Teresa Amott
Photo by Kent Kriegshauser

I write this column from Ingersoll House, home of Knox presidents since WWII, and now my home and office during a global pandemic and economic shutdown. And for the first time in my tenure at Knox, the magazine will not be printed, but rather distributed online to Knox alumni and friends. We are fortunate to have had only five COVID-19 cases and no deaths to date in Knox County, but the virus rages across the country and the rest of the world. These are indeed extraordinary times.

I mourn the death of every individual—someone’s parent, someone’s child—and I am deeply inspired by the bravery of all those on the front lines of this catastrophe. My own stepdaughter is a psychiatric nurse, serving individuals with mental illness who are homeless in Frederick, Maryland, and she is going to work every day. She is essential, as are the doctors, nurses, food service workers, custodians, respiratory therapists, EMTs, police officers and firefighters, grocery workers, mail carriers, the unpaid caregivers… the list of all those who are keeping the country safe and healthy is longer than I can enumerate here.

I know that there are many Knox alumni among them. Some of you are doctors and nurses in unimaginable conditions. Some of you are in research labs, participating in an unprecedented global collaboration to formulate effective tests, treatment, and vaccines. Some of you are public servants in fields like public health, economic policy, and schools, making decisions every day in an environment of uncertainty to re-invent our institutions for a pandemic time. I send to you all my heartfelt thanks.

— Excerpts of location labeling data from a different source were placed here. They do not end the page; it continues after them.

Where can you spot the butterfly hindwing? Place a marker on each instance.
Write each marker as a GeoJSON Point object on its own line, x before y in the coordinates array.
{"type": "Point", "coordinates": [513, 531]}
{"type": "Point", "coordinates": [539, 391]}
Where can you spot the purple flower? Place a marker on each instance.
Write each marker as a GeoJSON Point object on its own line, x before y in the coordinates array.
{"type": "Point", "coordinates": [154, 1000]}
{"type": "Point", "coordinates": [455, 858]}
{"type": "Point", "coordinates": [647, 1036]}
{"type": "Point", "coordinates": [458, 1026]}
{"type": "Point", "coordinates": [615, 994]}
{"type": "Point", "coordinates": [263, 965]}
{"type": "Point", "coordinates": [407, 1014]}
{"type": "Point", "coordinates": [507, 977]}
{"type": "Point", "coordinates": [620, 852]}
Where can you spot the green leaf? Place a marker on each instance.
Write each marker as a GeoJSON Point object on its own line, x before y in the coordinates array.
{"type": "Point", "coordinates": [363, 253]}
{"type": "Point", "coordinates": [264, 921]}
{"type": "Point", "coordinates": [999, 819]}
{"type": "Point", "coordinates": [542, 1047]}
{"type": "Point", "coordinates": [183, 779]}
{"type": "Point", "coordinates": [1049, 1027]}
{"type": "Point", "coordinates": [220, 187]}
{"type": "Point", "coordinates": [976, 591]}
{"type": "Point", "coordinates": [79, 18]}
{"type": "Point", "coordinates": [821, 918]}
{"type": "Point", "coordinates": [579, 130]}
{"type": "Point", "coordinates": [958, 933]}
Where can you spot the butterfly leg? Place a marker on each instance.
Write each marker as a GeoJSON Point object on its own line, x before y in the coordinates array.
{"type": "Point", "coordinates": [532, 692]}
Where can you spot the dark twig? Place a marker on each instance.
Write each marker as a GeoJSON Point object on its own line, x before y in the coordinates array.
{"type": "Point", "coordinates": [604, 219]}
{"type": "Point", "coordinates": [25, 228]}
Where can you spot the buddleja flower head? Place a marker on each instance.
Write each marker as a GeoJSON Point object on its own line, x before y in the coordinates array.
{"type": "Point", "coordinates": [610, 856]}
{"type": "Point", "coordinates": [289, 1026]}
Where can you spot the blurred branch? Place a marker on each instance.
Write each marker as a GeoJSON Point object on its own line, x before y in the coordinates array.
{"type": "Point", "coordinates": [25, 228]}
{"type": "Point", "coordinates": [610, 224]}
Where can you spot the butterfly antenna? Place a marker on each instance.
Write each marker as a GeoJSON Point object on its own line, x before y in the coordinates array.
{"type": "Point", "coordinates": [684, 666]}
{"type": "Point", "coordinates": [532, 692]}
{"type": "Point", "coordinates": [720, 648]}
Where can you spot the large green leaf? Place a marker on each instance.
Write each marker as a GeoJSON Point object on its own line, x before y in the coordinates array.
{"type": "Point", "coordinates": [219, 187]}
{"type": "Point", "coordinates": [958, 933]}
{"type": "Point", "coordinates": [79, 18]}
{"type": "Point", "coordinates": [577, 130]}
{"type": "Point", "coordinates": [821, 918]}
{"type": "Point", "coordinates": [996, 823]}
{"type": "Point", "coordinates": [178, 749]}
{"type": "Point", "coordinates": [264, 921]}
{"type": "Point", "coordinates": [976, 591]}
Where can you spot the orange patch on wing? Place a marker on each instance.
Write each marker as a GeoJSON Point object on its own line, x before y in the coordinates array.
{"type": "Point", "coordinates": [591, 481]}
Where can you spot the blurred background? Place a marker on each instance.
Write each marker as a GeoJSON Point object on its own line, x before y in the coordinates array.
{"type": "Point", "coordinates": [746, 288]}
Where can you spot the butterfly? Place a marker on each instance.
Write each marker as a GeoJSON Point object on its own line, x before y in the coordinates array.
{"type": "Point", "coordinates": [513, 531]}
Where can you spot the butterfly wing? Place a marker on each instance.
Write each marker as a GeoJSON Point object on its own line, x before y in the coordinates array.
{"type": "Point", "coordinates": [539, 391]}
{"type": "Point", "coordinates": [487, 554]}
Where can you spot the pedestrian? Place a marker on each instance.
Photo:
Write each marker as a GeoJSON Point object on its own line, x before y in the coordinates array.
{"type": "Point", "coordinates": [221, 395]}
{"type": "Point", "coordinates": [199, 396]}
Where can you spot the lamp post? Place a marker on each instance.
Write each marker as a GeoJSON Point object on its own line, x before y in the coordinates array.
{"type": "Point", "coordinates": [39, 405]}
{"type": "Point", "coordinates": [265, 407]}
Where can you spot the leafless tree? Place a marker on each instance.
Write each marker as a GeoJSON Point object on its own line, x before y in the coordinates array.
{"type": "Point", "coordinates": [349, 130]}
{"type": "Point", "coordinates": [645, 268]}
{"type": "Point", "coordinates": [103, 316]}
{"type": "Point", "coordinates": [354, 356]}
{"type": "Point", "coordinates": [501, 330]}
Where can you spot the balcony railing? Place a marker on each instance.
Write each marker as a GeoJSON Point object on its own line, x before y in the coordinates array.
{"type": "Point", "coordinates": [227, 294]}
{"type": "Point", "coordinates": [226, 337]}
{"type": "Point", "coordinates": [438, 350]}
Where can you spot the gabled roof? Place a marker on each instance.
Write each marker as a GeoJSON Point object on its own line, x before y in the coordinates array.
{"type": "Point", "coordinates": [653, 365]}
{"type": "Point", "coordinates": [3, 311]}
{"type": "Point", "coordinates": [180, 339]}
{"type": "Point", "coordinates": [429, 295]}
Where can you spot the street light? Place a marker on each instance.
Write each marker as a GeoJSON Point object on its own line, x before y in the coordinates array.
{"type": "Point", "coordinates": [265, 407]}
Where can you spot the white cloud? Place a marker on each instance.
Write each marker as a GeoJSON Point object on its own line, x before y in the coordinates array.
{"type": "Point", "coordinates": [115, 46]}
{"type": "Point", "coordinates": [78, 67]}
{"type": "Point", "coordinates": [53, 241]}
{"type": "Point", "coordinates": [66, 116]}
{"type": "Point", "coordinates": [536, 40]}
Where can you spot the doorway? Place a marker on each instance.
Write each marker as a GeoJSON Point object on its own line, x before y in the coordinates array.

And in these times, I cannot help but think that the world needs Knox graduates more than ever before. The pandemic touches every field of human inquiry—biology, economics, sociology, statistics, psychology, political science, law, medicine, philosophy. Every day a health professional encounters a profound ethical problem, faces down their own fears, taps the deepest reservoirs of their skills. Every day a journalist digs deep to understand the crisis in all these complicated dimensions, investigating how we found ourselves here, and creating a record of accountability that will serve us well in the future. Every day a scientific researcher mobilizes a laboratory of diverse individuals into a team with one singular purpose but multiple pathways of understanding. Every day a parent becomes the social studies, math, science, and language arts teacher for their stay-at-home children.

The world needs Knox graduates.

The world needs Knox graduates: people who are critical thinkers, who can bring broad interdisciplinary understanding to bear on wicked problems, who exhibit intercultural competence and equity-mindedness, who uphold the highest ethical standards, who do not shrink from analytic rigor, and are committed to bending the moral arc of history.  Now more than ever.

I have often said that the residential liberal arts college is a uniquely and exceptionally American form of education, in which neither caste nor gender, race nor wealth determine what a young person can study and who they can become. But these are difficult times for small colleges, our revenues depleted by enrollment challenges, stock market volatility, and a sudden recession of exceptional severity. These colleges, Knox among them, are deeply threatened by the present moment. As the world needs Knox graduates more than ever before, Knox needs our alumni and our friends more than ever before. 

Speak on our behalf, be proud of your education and tell others how your success was rooted in what we do on a small 80-acre campus in the heart of the country, and consider a gift to Knox at this time. I am confident that among our student body this very moment is someone who will become a global change-maker in the future. Your gift now will help that student realize their dreams. Now more than ever.

Take care,

Teresa

P.S. It seems a lifetime ago when I announced my June 2021 retirement and promised my very best efforts to Knox during these final months. The next 13 months will be very different from what I imagined, but I assure you that I will certainly keep my word!